Teniendo, como tenemos, a un gobernante poderoso tan escasamente democrático como Putin, que actúa impunemente frente a una UE débil, a una Sociedad de Naciones Unidas inexistente, a una OTAN casi meramente vociferante y a unos Estados Unidos que tienen que convertirse en el bombero para todos los fuegos, no me extraña la advertencia de Bergoglio, que ya se ve que no tiene pelos en la lengua. Las guerras mundiales comienzan y se desarrollan en Europa, y la chispa prende en el Este del Viejo Continente. Pero, claro, no está aquí el único foco bélico. Consta que el Pontífice está angustiado también ante las barbaridades que se nos deparan invocando al Islam. El mundo asiste atónito a la difusión de vídeos en los que se decapita a rehenes británicos o norteamericanos sin acabar de creer que pueda existir tamaña crueldad, tanta inhumanidad. Y sin poder, por el momento, poner remedio.
Me he pronunciado muchas veces en contra de una participación española en una eventual fuerza de paz organizada por la Unión Europea para intervenir frente al Estado Islámico, que es una amenaza terrorista de primer orden para todos nosotros.

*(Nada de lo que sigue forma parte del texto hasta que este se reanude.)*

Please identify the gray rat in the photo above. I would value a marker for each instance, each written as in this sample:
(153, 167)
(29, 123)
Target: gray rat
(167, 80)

Creo que es a la ONU a quien correspondería crear esa fuerza de 'cascos azules', en la que se integrarían también soldados de esos países islámicos que son los principales perjudicados por el EI. España tiene, ahora que pelea por un sillón en el Consejo de Seguridad, una magnífica oportunidad de alzar su voz en la inminente Asamblea de las Naciones Unidas y pedir una intervención internacional, obviando esa a mi juicio estúpida decisión de la UE consistente en permitir que sus Estados miembros envíen o no ayuda militar a los kurdos que están siendo masacrados por los suníes fanatizados, que, lógicamente, están muy lejos de ser todos los suníes. Yo, la verdad, prefiero que España, sin mantenerse al margen, decline el envío directo de material militar, aunque sé que empieza a hablarse de mandar 25.000 fusiles a los enemigos del EI.
Lo digo porque escucho voces guerreras en ámbitos políticos de mi país. Son las mismas voces, más o menos, que hablan de 'inflexibilidad' para enfrentarse al problema catalán, que desdeñan como 'miserable' el pensamiento nacionalista o que piensan que Cameron 'fue un tonto' al permitir el referéndum escocés. Lo mismo que soy contrario al envío de tropas españolas a cualquier parte del mundo, no puedo ser más hostil a cualquier muestra de secesionismo en Cataluña, y creo un grave error mantener tesis independentistas en, por ejemplo, esa Escocia que vota el jueves en un dramático referéndum. Pero pienso, creo que con Bergoglio, que unas posiciones de firmeza no excluyen ni el diálogo, ni la conciliación, ni los intentos de aproximación. Puede que sea un utópico: pero el ruido de los tambores de guerra no puede apagarse simplemente con más tambores guerreros en el lado contrario. Es la hora de los estadistas, y no de Ban-ki Moon; de los Papas, y no de los que invocan a Alá para sus crímenes; de las palabras, y no la de los uniformes militares.